Agile and IA had so far been somewhat strangers. Traditional auditing was time-consuming, rigid in approach and done in a phased manner. The pandemic leaves no such luxury of time. As businesses rush to align strategies to the pace of disruption unleashed by the COVID-19 crisis, IA teams must embrace agile audit methodologies to get a sense of the business landscape in real time, understand impending changes, implementation requirements, etc. Prioritization of the riskiest assurance areas while managing people is one of the top jobs the IA teams have on their hands now. Doing smaller audits or audits in subsets could bring in a higher degree of agility as businesses look for immediate actionable insights.
IA must learn to live with shorter windows for reviews, insights and action. Be it root cause analysis, crystallizing findings and putting out reports for business to act on, the best armor for IA to usher in rapid assurance is to work on more compressed time schedules. If businesses wait for weeks for IA teams to come back with findings, as in the pre-COVID days, it would be doom and disaster. IA must, therefore, adapt rapid approach to infuse more agility into its working models. Business must be informed as soon as IA identifies control breakdowns to investigate and remediate. Extra assurance will not hurt IA in this new normal.

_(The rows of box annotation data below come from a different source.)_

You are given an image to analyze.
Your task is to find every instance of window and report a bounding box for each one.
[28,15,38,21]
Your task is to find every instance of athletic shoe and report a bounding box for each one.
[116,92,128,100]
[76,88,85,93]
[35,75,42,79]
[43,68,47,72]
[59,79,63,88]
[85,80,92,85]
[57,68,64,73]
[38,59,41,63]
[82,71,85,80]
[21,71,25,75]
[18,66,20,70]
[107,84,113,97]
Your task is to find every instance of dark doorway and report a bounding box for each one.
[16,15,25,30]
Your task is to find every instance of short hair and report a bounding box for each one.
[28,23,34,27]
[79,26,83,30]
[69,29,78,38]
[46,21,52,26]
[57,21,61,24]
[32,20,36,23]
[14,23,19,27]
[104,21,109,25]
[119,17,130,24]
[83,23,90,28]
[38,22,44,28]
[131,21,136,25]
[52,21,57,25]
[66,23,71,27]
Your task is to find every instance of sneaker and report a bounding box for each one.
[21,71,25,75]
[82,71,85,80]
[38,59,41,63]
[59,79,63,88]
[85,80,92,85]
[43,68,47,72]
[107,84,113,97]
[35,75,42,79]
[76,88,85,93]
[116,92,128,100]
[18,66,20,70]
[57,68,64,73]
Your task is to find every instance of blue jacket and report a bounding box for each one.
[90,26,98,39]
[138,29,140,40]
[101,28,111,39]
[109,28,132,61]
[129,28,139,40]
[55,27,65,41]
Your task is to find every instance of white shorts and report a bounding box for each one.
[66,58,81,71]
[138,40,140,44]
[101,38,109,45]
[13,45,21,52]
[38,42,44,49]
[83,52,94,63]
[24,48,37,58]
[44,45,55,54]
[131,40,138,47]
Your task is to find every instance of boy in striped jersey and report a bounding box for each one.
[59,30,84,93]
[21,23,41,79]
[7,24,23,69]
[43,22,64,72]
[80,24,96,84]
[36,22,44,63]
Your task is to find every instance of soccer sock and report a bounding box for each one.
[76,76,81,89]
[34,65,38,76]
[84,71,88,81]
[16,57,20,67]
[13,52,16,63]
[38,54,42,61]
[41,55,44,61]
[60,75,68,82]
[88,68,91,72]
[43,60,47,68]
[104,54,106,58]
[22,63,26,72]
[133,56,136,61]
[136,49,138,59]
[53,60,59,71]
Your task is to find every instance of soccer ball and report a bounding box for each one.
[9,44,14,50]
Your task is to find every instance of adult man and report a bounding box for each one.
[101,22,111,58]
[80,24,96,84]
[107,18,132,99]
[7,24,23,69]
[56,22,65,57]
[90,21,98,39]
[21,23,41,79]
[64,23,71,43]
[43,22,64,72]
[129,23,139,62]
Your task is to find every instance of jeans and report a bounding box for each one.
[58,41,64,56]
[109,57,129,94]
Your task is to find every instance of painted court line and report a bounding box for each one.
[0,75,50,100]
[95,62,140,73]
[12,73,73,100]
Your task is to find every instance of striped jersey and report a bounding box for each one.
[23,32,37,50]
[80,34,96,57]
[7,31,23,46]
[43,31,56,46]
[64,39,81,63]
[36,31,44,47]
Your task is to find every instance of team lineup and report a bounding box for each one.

The pandemic has catapulted internal audit, more than any other function, out of its comfort zone. Remote working was never quite an IA thing. The confidential nature of work, access to classified data and frequent travel to work on these in person, were what auditors were used to until the pandemic struck. The post-COVID era calls for real-time decisions, quick risk assessments and faster actions. And IA must rise to the occasion by transforming its approach. Remote work has also accelerated IA’s technology adoption, especially its reliance on data analytics and artificial intelligence. IA must now lean more on operational data to perform analytics on the business’ data. This will tell auditors what to close, pause, defer or delay. Data analytics can help IA run capacity modelling or even open up capacity for new assurances.